MsBuild vs Visual Studio
It is likely that you are using msbuild/.net cli when building on your build server and Visual Studio locally. There are a significant number of differences with msbuild requiring more switches than VS which will do certain things automatically for you.
Things to consider:
- If you are using custom nuget sources, you will need to inject them into msbuild e.g.
- If you are using dotnet core, you can combine a nuget restore with a rebuild on the server by passing “Restore Rebuild” as targets. However, in older style projects, this won’t work and you will need to run a
nuget restorestep (with your custom nuget sources if any).
- There are versions of msbuild which nominally relate to the versions of visual studio but do NOT generally match the internal versions of tools so be careful. For example, MSBuild Tools 2019 might actually be version 15 on the disk. It should, however, support everything VS2019 does, as long as you installed the correct workloads in the installer.
- Different versions of MS build tools etc. supported various technologies that stopped being supported so if you have any hard-coded paths in your builds (which hopefully you don’t), these might have worked on an older build tools but will not with newer ones (or the directory will need changing to match where it now lives!)
- You can always copy the msbuild command that is created by your build server (it should be in the build log) and run it locally on your machine. If it doesn’t work, it is more likely you will spot the problem. If it does run locally, it is more likely that you haven’t installed something on your build machine.
It works on some servers but not others
The most likely issue here is that you have some tools or SDK installed on one machine and not another, you can check that in “Installed Programs” by comparing but not all problems are solved in this way!
- A very annoying and subtle bug is if there is a nuget problem but on one server, it has cached certain packages from previous builds and so has no problems, the newer server, however, doesn’t have the packages. Nuget warns instead of errors when it can’t find nuget packages, which imho is very wrong and should be changed since you are likely left with build errors, which don’t make sense.
- Out of band applications that you might run like IISExpress might not be installed but the build server won’t know that unless it is a built-in step which can check the agent for pre-requisites.
- We have had problems since we run one agent on the build server. If we have a step that e.g. copies the output to c:\output, which exists only on the server, then the build works on the server’s agent but not on any other agent. This should be quite obvious from any errors.

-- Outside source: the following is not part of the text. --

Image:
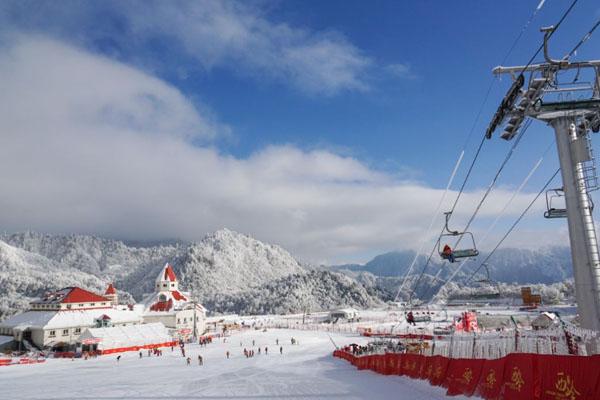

Since automated builds are based on an enormous number of variables, there are certain things you could do to avoid/reduce the problems:
- Docker moves the build to the developer machine so it should build on the build server if it builds locally. As containers get more complex, however, it is possible to still get a problem centrally so you should be defensive in coding, for example, erroring if a variable has not been set.
- Automating your build agent deployments/updates with something like Puppet/Chef/Ansible can ensure consistency (I don’t know enough about all of them and which is a better choice, probably the one you already use!) If you are super slick then even updates can be made this way and automated to avoid the manual steps which we can get wrong!
- Even a simple checklist that is kept up-to-date for creating new build servers but also when you are updating servers, you can keep a ticklist of what needs doing and on what machines it has been done on.